警察でも仮想通貨に関する知識や知見のある人がいないと、うまく事が運ばず泣き寝入りすることになるかもしれません。

じつは警察には提出された被害届は必ず受理しなければならないというルール(犯罪捜査規範61条)があり、被害届の受理とともに捜査が始まります。
しかし、警察でも避ける人員や操作の優先度があるため、証拠がそろっていて確実に事件性のあるものでないと、被害届を受理してくれない場合もあるそうです。
(特に軽微なトラブルの場合などは、被害届よりも当事者間での示談を勧められるんだとか)

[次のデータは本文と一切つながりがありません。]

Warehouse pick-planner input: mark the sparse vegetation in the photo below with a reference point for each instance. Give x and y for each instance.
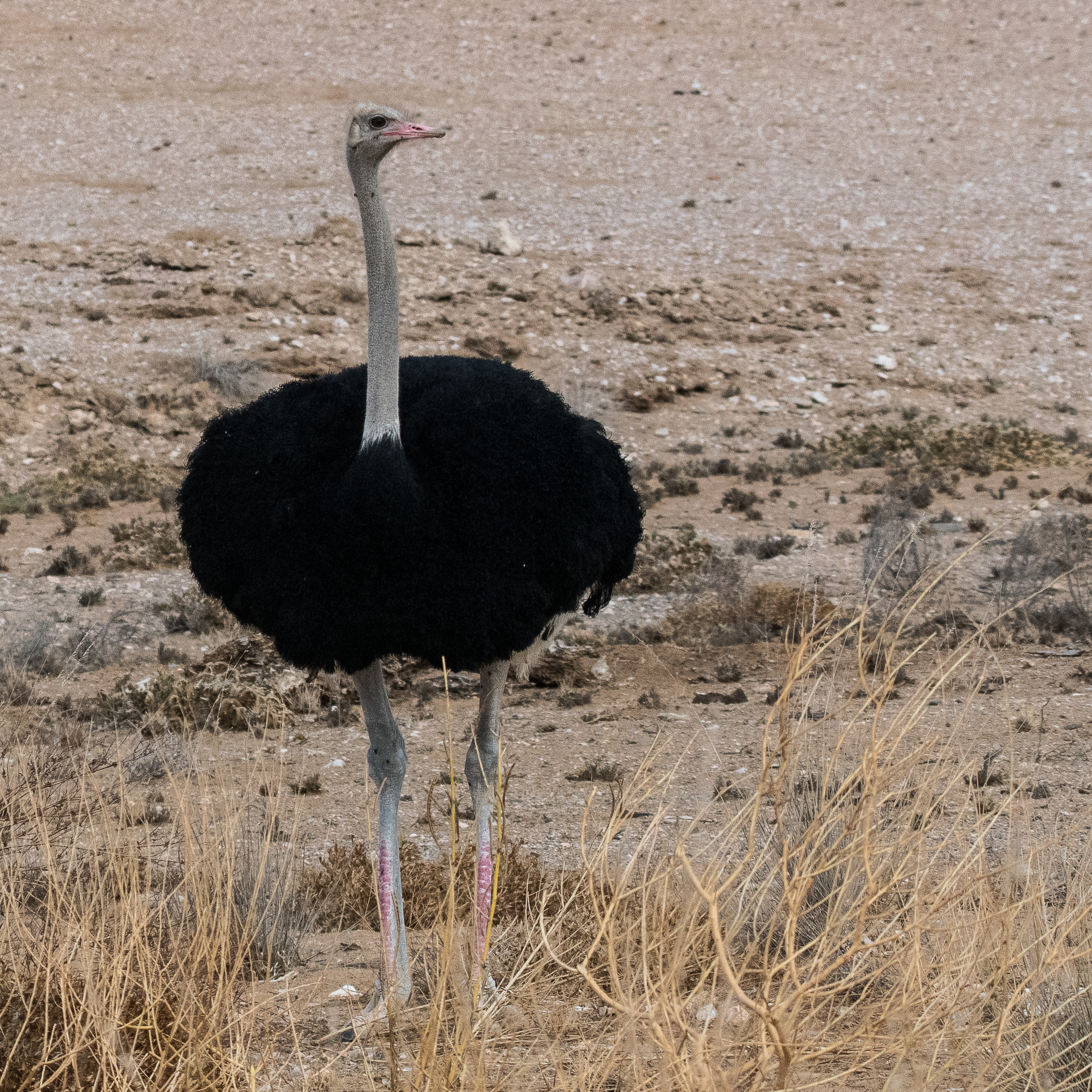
(974, 448)
(70, 563)
(663, 558)
(765, 548)
(594, 770)
(145, 544)
(194, 613)
(90, 482)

出野さんの場合も、被害届の提出ができなかったようです。
もしかしたら、事件の重大性を理解出来なかった担当の刑事さんが「仮想通貨?おもちゃのお金かなあ?」といった具合に、あまり深刻に捉えてもらえなかったのかもしれません。

しかし、仮に警察に被害届を受理してもらえたとしても、犯人を見つけるのはかなりむずかしいでしょう。

例えば出野さんの話では、犯人は出野さんのアカウントを乗っ取り、口座に入っていた仮想通貨をすべて日本円に換金、さらにそれをビットコインに交換したうえで、犯人自身のウォレットに送金していました。
犯人が送金したウォレットのアドレス自体はブロックチェーンを照会すればわかりますが、そのウォレットが現実にいる誰のものなのかという個人情報まで特定することはほぼ不可能です。

さらに、もし犯人が入手したビットコインを他の匿名通貨や法定通貨に交換するなどして、足跡のつかない方法で資金洗浄していれば、もはや追跡は不可能でしょう。

残念ですが、流出してしまった時点で仮想通貨を取り戻すことはほぼ無理だと思った方がよさそうです。

仮想通貨の盗難に遭った人

自分の資産を守るためにやるべき最低限のこと

仮想通貨の盗難に遭った人の多くは、取引所の口座に資産を預けっぱなしにしていることがよくあります。
チャンスがあればすぐに取引できるように口座の中に資金を入れておきたいという気持ちはよくわかります。

それでも最低限のセキュリティは絶対にやっておいてください。

まず二段階認証を設定しないのは、ほぼ自殺行為です。
たとえID・パスワードが流出してしまっても、スマホ本体が盗まれない限りアカウントが破られることはありません。
二段階認証は絶対に設定してください!

また、資産は取引所に預けっぱなしにせず、個人で管理できるウォレットに移し替えましょう。
できればハードウェアウォレットなど、ネットとは切り離されたコールドウォレットに保管するのがベストです。

そして、できれば分散して保管してください。
仮に1つが被害に遭っても、分散管理しておけば、ほかの資産は無事な可能性があります。

出野さんの話はコミカルに描いてますが、もし自分が同じ目に遭ったらと思うと、さすがに笑えませんよね。
自分の資産はきちんと自分の手で守りましょう!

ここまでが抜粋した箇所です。